From point processes

prospect offers methods for creating Layer objects using existing point pattern types: Poisson, Thomas, and Matern.

Caution

For all of these point pattern types, the generated points are not guaranteed to fall within the given Area, only within its bounding box. The generated GeoDataFrame of points, df, is clipped by the actual Area bounds after they are generated, which can result in fewer points than expected. If you need to examine what has been clipped, all original points will remain in the input_features attribute.

Poisson

A Poisson point process is usually said to be more “purely” random than most random number generators (like the one used in from_pseudorandom_points())

The rate (usually called “lambda”) of the Poisson point process represents the number of events per unit of area per unit of time across some theoretical space of which our Area is some subset. In this case, we only have one unit of time, so the rate really represents a theoretical number of events per unit area. For example, if the specified rate is 5, in any 1x1 square, the number of points observed will be drawn randomly from a Poisson distribution with a shape parameter of 5. In practical terms, this means that over many 1x1 areas (or many observations of the same area), the mean number of points observed in that area will approximate 5.

area_from_shp = prospect.Area.from_shapefile(
    name="area_shp", 
    path="./data/demo_area.shp"
)

layer_from_poisson = prospect.Layer.from_poisson_points(
    rate=0.005,
    name="demo_layer_from_poisson", 
    area=area_from_shp, 
    time_penalty=prospect.utils.truncnorm(mean=10, sd=7, lower=0, upper=50),
    ideal_obs_rate=beta(9, 1)
)
layer_from_poisson.df.shape
(151, 5)
layer_from_poisson.df.plot(ax=area_from_shp.df.plot(), color='orange')
<AxesSubplot:>
../_images/Assemblage_33_1.png

Thomas

A Thomas point process is a two-stage Poisson process. It has a Poisson number of clusters, each with a Poisson number of points distributed with an isotropic Gaussian distribution of a given variance. The points that are used to define the parent clusters are not represented in the output.

Tip

This is an excellent way to generate artifact clusters.
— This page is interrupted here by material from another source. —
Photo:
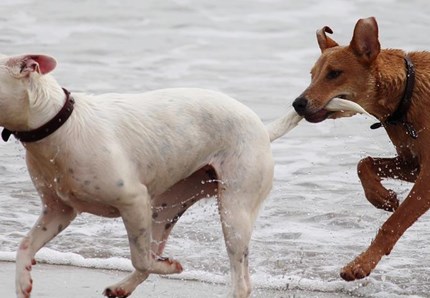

area_from_shp = prospect.Area.from_shapefile(
    name="area_shp", 
    path="./data/demo_area.shp"
)

layer_from_thomas = prospect.Layer.from_thomas_points(
    parent_rate=0.001,
    child_rate=10,
    gauss_var=5,
    name="demo_layer_from_thomas", 
    area=area_from_shp, 
    time_penalty=prospect.utils.truncnorm(mean=10, sd=7, lower=0, upper=50),
    ideal_obs_rate=beta(9, 1)
)
layer_from_thomas.df.shape
(324, 5)
layer_from_thomas.df.plot(ax=area_from_shp.df.plot(), color='orange')
<AxesSubplot:>
../_images/Assemblage_38_1.png

Matern

The Matern process is similar to the Thomas point process. It has a Poisson number of parent clusters like the Thomas process, but in this case, each parent cluster has a Poisson number of points distributed uniformly across a disk of a given radius.

Tip

This is an excellent method for generating circular clusters of artifacts.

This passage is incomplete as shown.